4. The Coca-Cola Company (NYSE:KO)

Dividend Yield as of June 30: 2.81%
Lee Munder Capital Group’s Stake Value: $17,762,000

An American multinational beverage corporation, The Coca-Cola Company (NYSE:KO) has been the top-performing stock in the Dow Jones Industrial Average, gaining 5.78% in 2022 so far, whereas the Consumer Staples Select Sector SPDR Fund is down 2.99% year-to-date, as of the close of June 30.

In February 2022, The Coca-Cola Company (NYSE:KO) raised its dividend for the 60th consecutive year. The company currently offers a quarterly dividend of $0.44 per share, with a yield of 2.81%, recorded on June 30. In June, Morgan Stanley reiterated its ‘Overweight’ rating on The Coca-Cola Company (NYSE:KO), with a $76 price target, which represents 25% upside. The firm appreciated the company’s strong pricing power and earnings growth.

During Q1 2022, Lee Munder Capital Group purchased 286,473 KO shares, worth over $17.7 million. The company represented 1.02% of the hedge fund’s portfolio.

At the end of Q1 2022, 64 hedge funds tracked by Insider Monkey owned stakes in The Coca-Cola Company (NYSE:KO), down from 70 in the previous quarter. These hedge funds have nearly $30 billion invested in the company.

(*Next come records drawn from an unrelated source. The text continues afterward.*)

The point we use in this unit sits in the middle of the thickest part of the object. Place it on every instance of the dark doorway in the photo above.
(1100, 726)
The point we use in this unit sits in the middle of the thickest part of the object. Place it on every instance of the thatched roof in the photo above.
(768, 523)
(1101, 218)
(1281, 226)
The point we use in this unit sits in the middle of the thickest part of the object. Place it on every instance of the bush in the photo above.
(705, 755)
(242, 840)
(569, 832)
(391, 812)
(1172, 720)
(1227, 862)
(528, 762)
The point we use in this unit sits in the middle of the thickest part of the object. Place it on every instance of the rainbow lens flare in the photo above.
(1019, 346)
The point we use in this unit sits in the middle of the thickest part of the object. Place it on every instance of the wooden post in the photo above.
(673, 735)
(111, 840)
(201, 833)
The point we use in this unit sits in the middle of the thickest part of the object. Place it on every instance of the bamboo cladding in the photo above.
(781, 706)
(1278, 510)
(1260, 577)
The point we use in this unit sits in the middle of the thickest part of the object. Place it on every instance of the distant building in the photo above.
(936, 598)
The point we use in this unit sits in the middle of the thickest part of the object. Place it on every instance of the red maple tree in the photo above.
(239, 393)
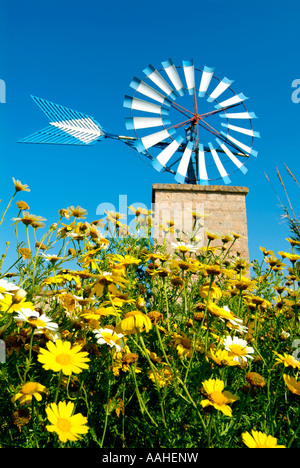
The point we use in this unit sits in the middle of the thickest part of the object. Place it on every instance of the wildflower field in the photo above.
(108, 340)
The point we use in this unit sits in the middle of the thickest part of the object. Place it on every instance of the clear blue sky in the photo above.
(84, 53)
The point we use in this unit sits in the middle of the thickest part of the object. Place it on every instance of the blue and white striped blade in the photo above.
(173, 75)
(238, 98)
(54, 135)
(135, 123)
(143, 88)
(189, 73)
(203, 177)
(220, 89)
(206, 77)
(247, 149)
(219, 164)
(238, 115)
(157, 79)
(164, 157)
(144, 106)
(151, 140)
(245, 131)
(66, 126)
(232, 157)
(182, 169)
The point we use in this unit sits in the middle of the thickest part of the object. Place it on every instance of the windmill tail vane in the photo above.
(178, 146)
(70, 127)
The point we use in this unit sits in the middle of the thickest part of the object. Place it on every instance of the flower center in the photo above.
(37, 322)
(63, 359)
(63, 424)
(218, 398)
(29, 388)
(238, 350)
(186, 343)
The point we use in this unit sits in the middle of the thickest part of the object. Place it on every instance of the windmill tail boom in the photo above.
(66, 126)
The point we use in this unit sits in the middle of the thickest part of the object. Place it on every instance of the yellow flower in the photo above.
(222, 357)
(61, 357)
(109, 280)
(133, 322)
(125, 260)
(68, 426)
(243, 284)
(162, 378)
(292, 384)
(220, 312)
(184, 345)
(9, 304)
(138, 211)
(27, 391)
(216, 397)
(260, 440)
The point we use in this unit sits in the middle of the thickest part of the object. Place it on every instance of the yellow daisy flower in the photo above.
(60, 356)
(27, 391)
(260, 440)
(214, 291)
(133, 322)
(216, 397)
(68, 426)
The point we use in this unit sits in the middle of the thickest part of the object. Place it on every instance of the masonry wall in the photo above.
(223, 207)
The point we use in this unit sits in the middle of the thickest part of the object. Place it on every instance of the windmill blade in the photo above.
(238, 115)
(245, 131)
(144, 106)
(206, 77)
(157, 79)
(67, 126)
(146, 90)
(189, 73)
(247, 149)
(219, 164)
(135, 123)
(231, 156)
(231, 101)
(203, 177)
(220, 89)
(172, 73)
(150, 140)
(184, 164)
(163, 158)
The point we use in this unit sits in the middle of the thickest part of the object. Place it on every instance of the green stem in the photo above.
(30, 356)
(58, 386)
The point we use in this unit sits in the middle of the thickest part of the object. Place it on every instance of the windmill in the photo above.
(184, 120)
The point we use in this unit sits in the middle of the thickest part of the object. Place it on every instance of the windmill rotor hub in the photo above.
(167, 132)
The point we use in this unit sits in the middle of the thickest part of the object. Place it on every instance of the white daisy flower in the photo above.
(7, 287)
(41, 322)
(107, 336)
(183, 247)
(239, 348)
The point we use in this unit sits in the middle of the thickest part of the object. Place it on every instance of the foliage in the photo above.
(111, 341)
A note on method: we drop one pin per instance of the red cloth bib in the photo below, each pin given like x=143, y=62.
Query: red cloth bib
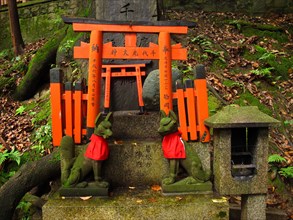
x=173, y=146
x=97, y=148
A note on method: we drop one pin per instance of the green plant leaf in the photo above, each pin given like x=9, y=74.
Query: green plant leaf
x=287, y=172
x=276, y=158
x=15, y=156
x=3, y=157
x=20, y=110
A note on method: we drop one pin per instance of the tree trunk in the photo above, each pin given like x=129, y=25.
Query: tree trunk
x=39, y=67
x=29, y=175
x=17, y=40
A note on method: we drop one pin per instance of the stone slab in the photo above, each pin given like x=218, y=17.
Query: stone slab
x=131, y=125
x=81, y=192
x=137, y=203
x=197, y=188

ClearBridge Investments mentioned The Coca-Cola Company (NYSE:KO) in its Q4 2021 investor letter. Here is what the firm had to say:

“Over the last year, we have repositioned our portfolio to navigate the course we see ahead. We added to more defensive areas of the portfolio like consumer staples (Coca-Cola). While the next month or two will likely prove choppy on account of the Omicron variant, we believe that Omicron, like Delta, represents a speed bump on the way to recovery rather than a true change in course. We see strong economic momentum continuing in 2022 and we expect interest rates to rise. After a decade of remarkably low rates, we would not be surprised if this change in direction is accompanied by some fits and starts in the markets. With our emphasis on pricing power, purposeful sector exposure, valuation discipline, and a strong dividend profile, we believe we are well-positioned for the year ahead.”